Switch Statements and CPU Machine Code

CS 301 Lecture, Dr. Lawlor

Here's a table-driven cat:

const int commands[]={
	0, /* sleeps */
	1, /* meow */
	1,
	2,73, /* eats */
	0, /* sleep */
	9 /* exit */
};

int foo(void) {
	int index=0;
	while (true) {
		switch (commands[index]) {
		case 0: std::cout<<"sleep\n"; break;
		case 1: std::cout<<"meow\n"; break;
		case 2: /* need a parameter so we know what to eat */
			{
				index++; /* skip over the 2 */
				int what=commands[index];
				std::cout<<"eat "<<what<<"\n"; 
				break;
			}
		case 9: return 0;
		default: std::cout<<"Unrecognized cat-cmd! cmd="<<commands[index]<<"\n";
		}
		index++;
	}
}

(Try this in NetRun now!)

The only interesting thing happening here is the "eat" case: this command needs a parameter, so we put the parameter right in the array of commands.

CPU Machine Code

The CPU is not a cat. So as you might expect, running the above command table on the CPU just crashes horribly:

const char commands[]={
	0, /* sleeps */
	1, /* meow */
	1,
	2,73, /* eats */
	0, /* sleep */
	9 /* exit */
};
int foo(void) {
	typedef int (*fnptr)(void); // pointer to a function returning an int
	fnptr f=(fnptr)commands; // typecast the command array to a function
	return f(); // call the new function!
}

(Try this in NetRun now!)

(Don't worry about the hideous C++ syntax for function pointer stuff.)

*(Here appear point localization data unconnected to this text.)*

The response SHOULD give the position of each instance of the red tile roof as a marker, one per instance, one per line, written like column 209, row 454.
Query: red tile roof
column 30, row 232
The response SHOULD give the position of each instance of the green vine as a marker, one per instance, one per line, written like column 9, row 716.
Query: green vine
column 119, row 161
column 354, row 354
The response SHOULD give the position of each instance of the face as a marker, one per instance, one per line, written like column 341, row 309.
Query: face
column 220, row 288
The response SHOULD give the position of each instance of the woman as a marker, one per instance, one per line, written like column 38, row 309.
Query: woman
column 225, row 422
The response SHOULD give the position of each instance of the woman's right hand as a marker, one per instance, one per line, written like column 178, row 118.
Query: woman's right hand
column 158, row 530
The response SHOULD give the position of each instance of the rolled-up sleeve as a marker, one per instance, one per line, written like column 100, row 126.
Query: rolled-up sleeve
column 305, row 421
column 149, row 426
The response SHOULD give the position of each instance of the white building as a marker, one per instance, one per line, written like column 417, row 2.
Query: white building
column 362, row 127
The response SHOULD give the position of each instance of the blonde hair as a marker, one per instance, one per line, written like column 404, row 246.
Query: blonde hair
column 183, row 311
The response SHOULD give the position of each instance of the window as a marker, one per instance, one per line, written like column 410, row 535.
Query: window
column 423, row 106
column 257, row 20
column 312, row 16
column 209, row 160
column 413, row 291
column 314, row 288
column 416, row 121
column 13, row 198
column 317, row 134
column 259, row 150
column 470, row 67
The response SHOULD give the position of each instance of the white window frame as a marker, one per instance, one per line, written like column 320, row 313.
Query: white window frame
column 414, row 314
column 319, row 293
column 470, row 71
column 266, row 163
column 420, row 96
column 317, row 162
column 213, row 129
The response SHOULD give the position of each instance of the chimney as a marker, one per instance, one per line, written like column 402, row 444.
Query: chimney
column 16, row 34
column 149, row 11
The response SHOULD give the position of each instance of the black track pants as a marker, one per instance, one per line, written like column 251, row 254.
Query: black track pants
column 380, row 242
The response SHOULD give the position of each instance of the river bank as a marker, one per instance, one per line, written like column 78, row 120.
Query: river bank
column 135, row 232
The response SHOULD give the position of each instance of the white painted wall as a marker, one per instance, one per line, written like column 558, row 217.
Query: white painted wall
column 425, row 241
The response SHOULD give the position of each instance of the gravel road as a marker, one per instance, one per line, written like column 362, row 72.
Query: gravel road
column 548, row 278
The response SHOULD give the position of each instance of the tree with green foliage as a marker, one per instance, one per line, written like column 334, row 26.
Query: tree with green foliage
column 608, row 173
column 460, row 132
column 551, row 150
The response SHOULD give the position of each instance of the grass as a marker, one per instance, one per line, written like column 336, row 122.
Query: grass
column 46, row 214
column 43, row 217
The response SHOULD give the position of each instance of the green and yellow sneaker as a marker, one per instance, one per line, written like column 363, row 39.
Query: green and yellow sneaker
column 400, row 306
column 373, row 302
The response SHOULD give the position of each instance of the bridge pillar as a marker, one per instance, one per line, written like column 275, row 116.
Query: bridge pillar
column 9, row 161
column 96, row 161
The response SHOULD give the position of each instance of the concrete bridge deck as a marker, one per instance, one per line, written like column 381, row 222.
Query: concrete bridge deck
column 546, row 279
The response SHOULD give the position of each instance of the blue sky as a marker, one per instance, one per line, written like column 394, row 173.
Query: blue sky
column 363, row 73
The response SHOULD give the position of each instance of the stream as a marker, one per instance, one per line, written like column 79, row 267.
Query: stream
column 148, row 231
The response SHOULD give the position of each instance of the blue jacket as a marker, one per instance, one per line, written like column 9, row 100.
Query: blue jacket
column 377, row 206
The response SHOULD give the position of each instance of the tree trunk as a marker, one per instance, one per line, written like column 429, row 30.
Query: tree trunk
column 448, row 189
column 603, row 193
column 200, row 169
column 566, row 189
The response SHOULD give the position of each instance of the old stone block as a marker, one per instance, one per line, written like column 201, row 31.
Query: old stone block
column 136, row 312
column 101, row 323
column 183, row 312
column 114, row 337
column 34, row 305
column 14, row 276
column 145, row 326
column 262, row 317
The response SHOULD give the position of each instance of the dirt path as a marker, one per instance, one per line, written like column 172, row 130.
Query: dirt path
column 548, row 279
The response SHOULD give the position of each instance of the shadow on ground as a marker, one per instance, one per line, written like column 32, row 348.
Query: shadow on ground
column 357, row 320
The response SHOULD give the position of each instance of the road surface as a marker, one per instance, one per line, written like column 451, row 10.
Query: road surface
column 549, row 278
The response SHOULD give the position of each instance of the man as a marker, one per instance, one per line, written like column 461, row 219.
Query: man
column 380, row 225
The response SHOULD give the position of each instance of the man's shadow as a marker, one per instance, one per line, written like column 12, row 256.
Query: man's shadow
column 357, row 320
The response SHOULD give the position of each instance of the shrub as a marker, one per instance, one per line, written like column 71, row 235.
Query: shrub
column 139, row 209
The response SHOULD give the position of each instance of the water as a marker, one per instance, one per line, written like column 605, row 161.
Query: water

However, the CPU is a table-driven machine, only it uses different values for commands: for example, the byte "0xc3" tells an x86 CPU to return from the current function. The byte "0xb0" is followed by a one-byte parameter to load up for return. So this works!

const char commands[]={
	0xb0,73, /* load a value to return */
	0xc3 /* return from the current function */
};
int foo(void) {
	typedef int (*fnptr)(void); // pointer to a function returning an int
	fnptr f=(fnptr)commands; // typecast the command array to a function
	return f(); // call the new function!
}

(Try this in NetRun now!)

These raw byte commands that the CPU executes are called "machine code". "assembly language" is just a human-readable translation of machine code. An "assembler", like NASM, reads assembly language and writes executable machine code. A "disassembler", like PE Explorer or IDA Pro (for Windows), or objdump (for Linux or Mac OS X), reads an executable and writes assembly language.

If you just want to look at the machine code inside a function, you can just do some pointer typecasting and start printing bytes of machine code:

int bar(void) { /* some random function: we look at bar's machine code below! */
	return 17;
}

int foo(void) {
	const unsigned char *data=(unsigned char *)(&bar);
	for (int i=0;i<10;i++) /* print out the bytes of the bar function */
		std::cout<<"0x"<<std::hex<<(int)data[i]<<"\n";
	return 0;
}

(Try this in NetRun now!)

We'll be learning about assembly language and machine code for the rest of the semester!